GLI ESCLUSI

I corpi intermedi del Novecento sono stati cancellati senza che nulla li sostituisse

È difficile, anzi impossibile, reprimere un certo fastidio di fronte allo spettacolo imbarazzante di parlamentari che reclamano la rielezione assicurata come un diritto acquisito, parlano dell'obbligo di cercarsi i voti nel collegio come di un sopruso e sembrano considerarsi come Daniele sull'orlo della fossa dei leoni. È certamente irritante sentirli schiamazzare, protestare, rifiutare le candidature di incerto esito, denunciare manovre torbide e persecuzioni staliniane. Tuttavia tutto questo è colore e le reazioni a metà tra il divertito e l'indignato non colgono la potenza rivelatrice delle miserie alle quali abbiamo assistito negli ultimi giorni e alle quali assisteremo probabilmente ancora nei prossimi. Nel suo piccolo, infatti, la tragicommedia delle liste dice moltissimo non sulla qualità dei politici ma sullo stato della politica e sulle radici della sua crisi.

Per i politici di professione, e tali diventano dopo lustri anche quelli che inizialmente non lo erano, il Parlamento o le amministrazioni locali sono oggi gli unici luoghi dove sia possibile occuparsi attivamente di politica. Alcuni anni fa una leader di primissimo piano e ancora relativamente giovane, che aveva deciso di non ricandidarsi accogliendo gli inviti a far spazio alle nuove generazioni, raccontava la desolazione e il vuoto totale nel quale si era ritrovata quando, uscita dal Parlamento, aveva scoperto quanto fosse illusorio pensare di poter fare politica, come un tempo, “nel partito”. Perché i partiti sono un'illusione ottica. I corpi intermedi del ' 900 sono stati cancellati senza che nulla li sostituisse. La stessa sguaiata reazione dei “trombati” alle scelte del partito, del resto, sono una spia eloquente della scomparsa di ogni vincolo comunitario e di ogni pur tenue senso della disciplina imprescindibile in ogni impresa e organizzazione collettiva.
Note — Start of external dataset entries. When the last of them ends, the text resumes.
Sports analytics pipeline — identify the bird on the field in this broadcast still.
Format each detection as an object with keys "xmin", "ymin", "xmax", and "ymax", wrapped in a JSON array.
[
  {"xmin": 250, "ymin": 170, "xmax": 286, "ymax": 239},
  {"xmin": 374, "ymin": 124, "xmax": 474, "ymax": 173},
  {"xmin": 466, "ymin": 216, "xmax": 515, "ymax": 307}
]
Il panico con il quale a botta calda e salvo frettolosi tentativi di recupero successivo i politici hanno accolto la notizia di doversi “cercare” i voti è eloquente. Certo non bisogna idealizzare oltre misure. Anche quando i partiti erano reali e strutturati la mano della segreteria era essenziale nel decidere chi dovesse essere eletto con relativa certezza e chi no. Ma pur a partire da questa base la campagna elettorale manteneva un suo senso preciso. Impegnava gli aspiranti parlamentari a un contatto diretto con gli elettori che chiedevano di rappresentare, vincolava in misura assai maggiore gli eletti agli elettori e permetteva anche una selezione dei gruppi dirigenti non fondata esclusivamente sulla fedeltà nei confronti del capobastone interno.
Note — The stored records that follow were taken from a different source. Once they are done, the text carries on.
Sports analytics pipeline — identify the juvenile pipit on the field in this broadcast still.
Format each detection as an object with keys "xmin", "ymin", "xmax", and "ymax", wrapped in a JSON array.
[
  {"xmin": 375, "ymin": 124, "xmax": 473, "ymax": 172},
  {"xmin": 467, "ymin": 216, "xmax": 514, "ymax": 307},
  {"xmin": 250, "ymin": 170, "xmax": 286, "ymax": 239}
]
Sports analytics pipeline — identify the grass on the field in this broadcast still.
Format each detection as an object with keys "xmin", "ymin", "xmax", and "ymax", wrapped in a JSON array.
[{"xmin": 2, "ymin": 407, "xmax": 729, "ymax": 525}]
Nel quadro attuale i parlamentari sono vincolati solo al capocorrente, il cui potere e la cui presa sono direttamente proporzionali alla capacità di difendere “i suoi”. Il che peraltro equivale spesso a garantirne la rielezione. I guasti che conseguono da gruppi parlamentari selezionati in base alla fedeltà, e che si aspettano di veder ricompensata l'obbedienza, sono numerosi. Dovrebbe saperne moltissimo il Pd, che invece batte imperterrito la stessa disastrata via. Negli ultimi anni le leadership di quel partito, prima Zingaretti poi Letta, hanno dovuto scontare ogni giorno la “zavorra” di gruppi parlamentari scelti dal leader precedente, in questo caso Renzi. Il prossimo gruppo parlamentare sarà segnato dalle impronte digitali dello stesso Letta ma nulla assicura che resterà lui, o qualcuno di affine, alla guida del partito. È al contrario possibile, forse probabile, che a espugnare il Nazareno sia qualcuno che si troverà alle prese con gli stessi guai di Zingaretti e Letta. Solo a parti rovesciate.
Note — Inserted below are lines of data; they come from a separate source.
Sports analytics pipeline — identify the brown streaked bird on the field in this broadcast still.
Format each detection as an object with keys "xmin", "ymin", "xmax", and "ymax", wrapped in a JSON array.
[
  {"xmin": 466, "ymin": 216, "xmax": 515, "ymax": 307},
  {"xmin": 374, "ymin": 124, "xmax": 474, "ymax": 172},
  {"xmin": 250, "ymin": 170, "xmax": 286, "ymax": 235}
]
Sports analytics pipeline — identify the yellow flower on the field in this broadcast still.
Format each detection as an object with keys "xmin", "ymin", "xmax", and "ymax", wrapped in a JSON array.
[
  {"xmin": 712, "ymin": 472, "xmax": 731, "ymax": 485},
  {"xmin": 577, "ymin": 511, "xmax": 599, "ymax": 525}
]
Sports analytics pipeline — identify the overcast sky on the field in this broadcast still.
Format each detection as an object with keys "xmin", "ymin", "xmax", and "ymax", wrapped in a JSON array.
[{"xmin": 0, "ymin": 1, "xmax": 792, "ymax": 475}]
Allo stesso tempo, il potere del leader sulla sorte degli esponenti del suo partito porta i dissensi alle estreme conseguenze: invece di restare confinati nel dibattito interno diventano per forza allontanamento o se di gruppo scissione. È dunque in buona parte all'origine delle trasmigrazione permanenti e di massa che hanno eroso la residua credibilità del Parlamento nelle ultime due legislature.

La crisi di sistema italiana e complessiva. Non la si potrà risolvere senza decidersi a rivedere un'architettura istituzionale che non regge più ma neppure senza restituire realtà e solidità ai veicoli della rappresentanza, cioè ai partiti. Ma se è possibile, ancorché difficile, modificare l'architettura istituzionale con una vera riforma della seconda parte della Costituzione i partiti non possono essere rimodellati e rivitalizzati per legge o per decreto. È una responsabilità tutta e solo loro.